Leg length and risk of cancer in the Boyd Orr cohort

D J Gunnell a, G Davey Smith a, J M P Holly b, S Frankel a
PMCID: PMC28716  PMID: 9812931

Height is directly associated with mortality from cancer,1 but the explanation for this association is unclear. Whereas adult height is a marker of nutrition and health throughout childhood, most growth before puberty is due to increases in leg length. Leg length can therefore be used as a marker for exposures that generate the association between adult height and cancer.1,2 We examined the association between prepubertal leg length and mortality from cancer in the Boyd Orr cohort.2,3

Subjects, methods, and results

As childhood height is affected by the timing of puberty we restricted our analysis to study members who were aged 2-8 years when their height and leg length were measured. In all, 1167 of these 1392 subjects (84%) were traced and had information on childhood and adult socioeconomic status, and they form the basis of this analysis. Using Cox’s proportional hazards models we examined mortality from cancer between 1948 and 1997 in relation to internally derived z scores for childhood leg length.2 All traced subjects were included in these models up to the time of their death or emigration. To adjust for possible genetic factors associated with overall stature all models also include a term for trunk length z score. The z score (standard deviation score) expresses a child’s measurement as the number of standard deviations its value is from the mean for its age and sex. In these analyses each unit of the z score is approximately equivalent to 3-4 mm (the standard deviation for leg length in these children).

We classed cancers as related to smoking (codes 140, 141, 143-9, 150, 157, 160-3, 188-9 of the international classification of diseases, ninth revision (ICD-9)) and not related to smoking (all other malignant neoplasms, but mainly colorectal, breast, and ovarian cancers). We further divided cancers unrelated to smoking into sex hormone dependent (174 (breast), 179 (uterus), 182-7 (ovary, prostate, and other genital organs)) and non-sex hormone dependent (all other cancers unrelated to smoking).

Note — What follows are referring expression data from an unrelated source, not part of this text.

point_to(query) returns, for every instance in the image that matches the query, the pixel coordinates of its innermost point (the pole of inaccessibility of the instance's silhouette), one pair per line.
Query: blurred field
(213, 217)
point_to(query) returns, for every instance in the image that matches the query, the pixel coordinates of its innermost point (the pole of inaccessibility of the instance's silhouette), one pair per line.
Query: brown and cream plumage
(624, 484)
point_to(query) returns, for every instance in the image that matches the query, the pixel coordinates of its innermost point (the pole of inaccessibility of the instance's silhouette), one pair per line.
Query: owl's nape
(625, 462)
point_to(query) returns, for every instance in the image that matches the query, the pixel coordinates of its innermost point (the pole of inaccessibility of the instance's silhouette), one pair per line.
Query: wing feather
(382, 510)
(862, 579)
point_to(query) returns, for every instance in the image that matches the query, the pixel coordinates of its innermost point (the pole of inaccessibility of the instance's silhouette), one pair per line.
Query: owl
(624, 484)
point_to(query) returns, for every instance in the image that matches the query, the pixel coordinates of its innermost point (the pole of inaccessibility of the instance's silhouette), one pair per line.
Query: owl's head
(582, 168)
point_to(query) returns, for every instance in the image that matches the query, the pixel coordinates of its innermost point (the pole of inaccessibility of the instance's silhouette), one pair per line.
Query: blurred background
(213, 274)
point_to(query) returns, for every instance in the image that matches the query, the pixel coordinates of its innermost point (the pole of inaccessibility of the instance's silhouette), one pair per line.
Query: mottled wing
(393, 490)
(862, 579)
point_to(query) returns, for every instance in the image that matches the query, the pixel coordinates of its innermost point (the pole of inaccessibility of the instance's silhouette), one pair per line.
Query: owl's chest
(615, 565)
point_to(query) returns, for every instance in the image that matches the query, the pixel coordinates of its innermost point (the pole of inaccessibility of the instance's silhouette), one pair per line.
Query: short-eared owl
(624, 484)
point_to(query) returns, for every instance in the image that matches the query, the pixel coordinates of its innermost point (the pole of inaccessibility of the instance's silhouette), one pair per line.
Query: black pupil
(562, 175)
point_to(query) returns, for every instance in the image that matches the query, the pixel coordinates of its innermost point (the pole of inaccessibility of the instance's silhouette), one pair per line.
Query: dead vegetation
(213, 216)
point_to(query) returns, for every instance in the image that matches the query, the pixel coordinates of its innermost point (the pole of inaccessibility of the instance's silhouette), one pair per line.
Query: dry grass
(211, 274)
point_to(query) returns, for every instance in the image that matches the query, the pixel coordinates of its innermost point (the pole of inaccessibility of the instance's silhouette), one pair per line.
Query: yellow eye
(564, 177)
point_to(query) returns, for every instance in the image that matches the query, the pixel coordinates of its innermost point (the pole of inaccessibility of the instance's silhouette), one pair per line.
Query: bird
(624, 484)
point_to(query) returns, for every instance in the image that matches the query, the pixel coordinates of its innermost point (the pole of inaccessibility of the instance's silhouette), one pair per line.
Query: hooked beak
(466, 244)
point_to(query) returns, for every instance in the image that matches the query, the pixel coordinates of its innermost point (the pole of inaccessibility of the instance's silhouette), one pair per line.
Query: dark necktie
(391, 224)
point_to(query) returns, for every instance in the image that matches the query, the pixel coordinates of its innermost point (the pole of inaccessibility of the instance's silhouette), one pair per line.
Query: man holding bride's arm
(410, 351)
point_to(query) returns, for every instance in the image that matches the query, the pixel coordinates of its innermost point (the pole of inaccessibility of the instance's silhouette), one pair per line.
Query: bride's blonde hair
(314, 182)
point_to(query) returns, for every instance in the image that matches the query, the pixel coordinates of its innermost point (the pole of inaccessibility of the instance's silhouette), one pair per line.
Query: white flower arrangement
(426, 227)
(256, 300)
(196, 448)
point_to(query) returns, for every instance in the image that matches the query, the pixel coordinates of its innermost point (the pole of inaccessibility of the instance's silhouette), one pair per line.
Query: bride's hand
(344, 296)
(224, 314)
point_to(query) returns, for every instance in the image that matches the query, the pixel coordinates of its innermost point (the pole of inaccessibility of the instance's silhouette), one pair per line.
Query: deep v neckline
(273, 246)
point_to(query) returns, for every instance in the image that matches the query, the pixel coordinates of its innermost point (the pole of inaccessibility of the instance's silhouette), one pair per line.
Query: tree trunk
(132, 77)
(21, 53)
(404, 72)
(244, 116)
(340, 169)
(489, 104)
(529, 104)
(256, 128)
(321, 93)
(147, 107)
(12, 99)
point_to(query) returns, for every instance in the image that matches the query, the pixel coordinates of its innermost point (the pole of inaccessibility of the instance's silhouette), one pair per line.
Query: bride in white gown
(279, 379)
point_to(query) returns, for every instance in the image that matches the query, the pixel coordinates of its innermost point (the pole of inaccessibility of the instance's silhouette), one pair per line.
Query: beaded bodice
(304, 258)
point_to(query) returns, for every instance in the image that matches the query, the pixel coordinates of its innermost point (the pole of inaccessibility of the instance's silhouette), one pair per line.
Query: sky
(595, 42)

The analysis showed a significant positive association between childhood leg length and mortality from cancers unrelated to smoking (table). The observed association was most obvious for mortality from sex hormone dependent cancers—the risk of death increased by 129% (95% confidence interval 9% to 383%) for every unit increase in z score for leg length. No significant associations were seen in relation to trunk length (hazard ratio for cancers unrelated to smoking 0.84 (0.58 to 1.22)), and the associations for overall height were in a similar direction but weaker than those for leg length. There was no association with all cause mortality.

Comment

In the literature associations between height and cancer have been most consistently shown for breast and prostate cancer, both of which may be hormonally dependent. In line with this, the associations reported here are strongest in relation to sex hormone dependent cancers. Two possible mechanisms may underlie these associations. Firstly, more rapid growth is associated with an earlier puberty and therefore a longer exposure to adult concentrations of sex hormones. Secondly, childhood diet may influence concentrations of insulin-like growth factor-I,4 subsequent growth (as indexed by childhood leg length),2 and later risk of cancer.3 Insulin-like growth factor-I may increase the risk of cancer through several mechanisms, including protecting genetically damaged cells from apoptosis (cell suicide), stimulating cell proliferation, and amplifying the production of sex hormones by gonadotrophins.4 A role of insulin-like growth factor-I in cancer development is further supported by the results of recent prospective studies showing its strong association with risk of breast and prostate cancer.4,5 In one study the associations were independent of sex hormone concentrations.5 Future studies should determine whether growth hormones are as important in the aetiology of human cancer as they are in animal experiments.

Table.

Hazard ratios for mortality from cancer in relation to one z score* increase in leg length

Cause of death No of deaths Adjusted hazard ratio (95% CI) P value for linear trend Adjusted hazard ratio (95% CI) P value for linear trend
All causes 174 0.96 (0.80 to 1.16) 0.69 1.00 (0.83 to 1.21) 0.98
Cancer:
 All cancers 53 1.37 (0.94 to 1.99) 0.10 1.43 (0.97 to 2.10) 0.07
 Related to smoking§ 24 1.02 (0.62 to 1.68) 0.93 1.08 (0.66 to 1.78) 0.75
 Not related to smoking 29 1.74 (1.04 to 2.93) 0.04 1.78 (1.02 to 3.01) 0.04
  Not dependent on sex hormones 17   1.38 (0.70 to 2.75)** 0.35 1.47 (0.71 to 3.01) 0.30
  Dependent on sex hormones‡‡ 12 2.29 (1.09 to 4.83) 0.03 2.26 (0.99 to 5.16) 0.05
*

1 unit z score approximates to 3-4 mm. 

Adjusted for age at measurement, sex, and trunk length and stratified by survey centre. Standard errors adjusted to account for within family clustering effects. 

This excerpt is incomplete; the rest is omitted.